- Learning Elastic Stack 7.0(Second Edition)
- Pranav Shukla Sharath Kumar M N
- 302字
- 2025-04-04 14:18:53
Character filters
When composing an analyzer, we can configure zero or more character filters. A character filter works on a stream of characters from the input field; each character filter can add, remove, or change the characters in the input field.
Elasticsearch ships with a few built-in character filters, which you can use to compose or create your own custom analyzer.
For example, one of the character filters that Elasticsearch ships with is the Mapping Char Filter. It can map a character or sequence of characters into target characters.
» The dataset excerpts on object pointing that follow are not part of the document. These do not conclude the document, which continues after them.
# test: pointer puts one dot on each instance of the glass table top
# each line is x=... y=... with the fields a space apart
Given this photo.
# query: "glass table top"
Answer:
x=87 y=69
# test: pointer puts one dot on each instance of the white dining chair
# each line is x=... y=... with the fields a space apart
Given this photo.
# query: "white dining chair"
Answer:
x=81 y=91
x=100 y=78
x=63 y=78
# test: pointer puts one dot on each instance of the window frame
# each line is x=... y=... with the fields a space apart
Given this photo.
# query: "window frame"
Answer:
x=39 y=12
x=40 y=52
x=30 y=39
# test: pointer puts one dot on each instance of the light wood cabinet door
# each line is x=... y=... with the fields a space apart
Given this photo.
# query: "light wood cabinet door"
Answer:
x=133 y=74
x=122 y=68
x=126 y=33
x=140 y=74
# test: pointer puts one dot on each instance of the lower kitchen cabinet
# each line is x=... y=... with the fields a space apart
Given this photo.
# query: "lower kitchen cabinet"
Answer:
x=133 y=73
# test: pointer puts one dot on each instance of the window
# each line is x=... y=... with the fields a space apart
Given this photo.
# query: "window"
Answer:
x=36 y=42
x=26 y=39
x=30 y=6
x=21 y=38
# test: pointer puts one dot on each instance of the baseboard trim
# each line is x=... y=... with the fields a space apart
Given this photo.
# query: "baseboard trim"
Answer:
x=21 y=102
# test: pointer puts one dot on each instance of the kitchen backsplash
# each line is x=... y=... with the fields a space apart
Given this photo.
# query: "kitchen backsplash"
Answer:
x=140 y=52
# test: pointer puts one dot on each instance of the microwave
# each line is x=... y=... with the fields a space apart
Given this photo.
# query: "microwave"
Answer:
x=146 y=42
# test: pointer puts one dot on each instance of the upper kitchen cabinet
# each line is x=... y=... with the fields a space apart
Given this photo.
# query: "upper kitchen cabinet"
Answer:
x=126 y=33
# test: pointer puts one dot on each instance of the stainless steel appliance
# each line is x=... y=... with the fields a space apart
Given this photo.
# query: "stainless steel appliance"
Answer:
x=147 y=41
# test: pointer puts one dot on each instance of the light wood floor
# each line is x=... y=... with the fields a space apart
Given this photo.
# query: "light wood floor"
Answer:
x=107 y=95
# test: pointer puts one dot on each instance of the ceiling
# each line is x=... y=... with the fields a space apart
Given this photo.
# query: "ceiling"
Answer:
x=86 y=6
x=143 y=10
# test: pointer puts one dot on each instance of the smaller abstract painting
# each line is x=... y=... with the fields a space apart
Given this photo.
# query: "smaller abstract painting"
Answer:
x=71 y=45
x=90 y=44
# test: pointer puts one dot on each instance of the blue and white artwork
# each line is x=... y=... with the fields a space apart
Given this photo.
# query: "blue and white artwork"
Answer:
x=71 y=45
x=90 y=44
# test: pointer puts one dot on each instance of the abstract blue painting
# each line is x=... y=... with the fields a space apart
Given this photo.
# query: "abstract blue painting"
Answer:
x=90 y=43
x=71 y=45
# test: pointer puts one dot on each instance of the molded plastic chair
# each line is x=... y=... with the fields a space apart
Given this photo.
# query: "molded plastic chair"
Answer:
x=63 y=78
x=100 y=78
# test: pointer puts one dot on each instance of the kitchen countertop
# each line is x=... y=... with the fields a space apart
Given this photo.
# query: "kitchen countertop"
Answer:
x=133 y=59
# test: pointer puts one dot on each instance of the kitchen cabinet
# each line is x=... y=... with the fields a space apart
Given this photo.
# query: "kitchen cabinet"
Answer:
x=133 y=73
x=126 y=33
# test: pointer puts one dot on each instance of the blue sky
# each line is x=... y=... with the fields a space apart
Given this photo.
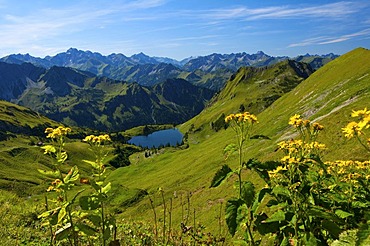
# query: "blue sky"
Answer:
x=179 y=29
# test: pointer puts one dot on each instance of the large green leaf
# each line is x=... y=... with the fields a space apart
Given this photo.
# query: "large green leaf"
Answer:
x=332 y=228
x=320 y=212
x=248 y=193
x=63 y=232
x=230 y=149
x=259 y=197
x=89 y=202
x=49 y=149
x=220 y=175
x=106 y=188
x=86 y=229
x=363 y=235
x=281 y=190
x=62 y=213
x=232 y=213
x=342 y=214
x=72 y=175
x=276 y=217
x=92 y=163
x=50 y=174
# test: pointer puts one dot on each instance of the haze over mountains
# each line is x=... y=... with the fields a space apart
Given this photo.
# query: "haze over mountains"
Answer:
x=115 y=92
x=210 y=71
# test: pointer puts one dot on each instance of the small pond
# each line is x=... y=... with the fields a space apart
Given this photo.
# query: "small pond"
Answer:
x=158 y=138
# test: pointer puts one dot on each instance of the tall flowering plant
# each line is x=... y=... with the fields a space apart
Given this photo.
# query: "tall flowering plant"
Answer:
x=241 y=211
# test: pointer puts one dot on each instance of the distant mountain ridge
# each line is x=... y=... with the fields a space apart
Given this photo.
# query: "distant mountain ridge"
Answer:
x=137 y=67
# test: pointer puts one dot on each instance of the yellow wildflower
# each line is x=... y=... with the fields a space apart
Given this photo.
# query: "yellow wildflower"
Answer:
x=351 y=129
x=317 y=127
x=296 y=120
x=360 y=113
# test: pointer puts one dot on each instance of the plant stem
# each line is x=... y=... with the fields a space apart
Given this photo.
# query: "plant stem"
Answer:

For example, you may want to transform emoticons into some text that represents those emoticons:
- :) should be translated to _smile_
- :( should be translated to _sad_
- :D should be translated to _laugh_
This can be achieved through the following character filter. The short name for the Mapping Char Filter is the mapping filter:
"char_filter": {
"my_char_filter": {
"type": "mapping",
"mappings": [
":) => _smile_",
":( => _sad_",
":D => _laugh_"
]
}
}
When this character filter is used to create an analyzer, it will have the following effect:
Good morning everyone :) will be transformed in to Good morning everyone _smile_.
I am not feeling well today :( will be transformed in to I am not feeling well today _sad_.
Since character filters are at the very beginning of the processing chain in an analyzer (see Figure 3.1), the tokenizer will always see the replaced characters. Character filters can be useful for replacing characters with something more meaningful in certain cases, such as replacing the numeric characters from other languages with English language decimals, that is, digits from Hindi, Arabic, and other languages can be turned into 0, 1, 2, and so on.
You can find a list of available built-in character filters here: https://www.elastic.co/guide/en/elasticsearch/reference/current/analysis-charfilters.html.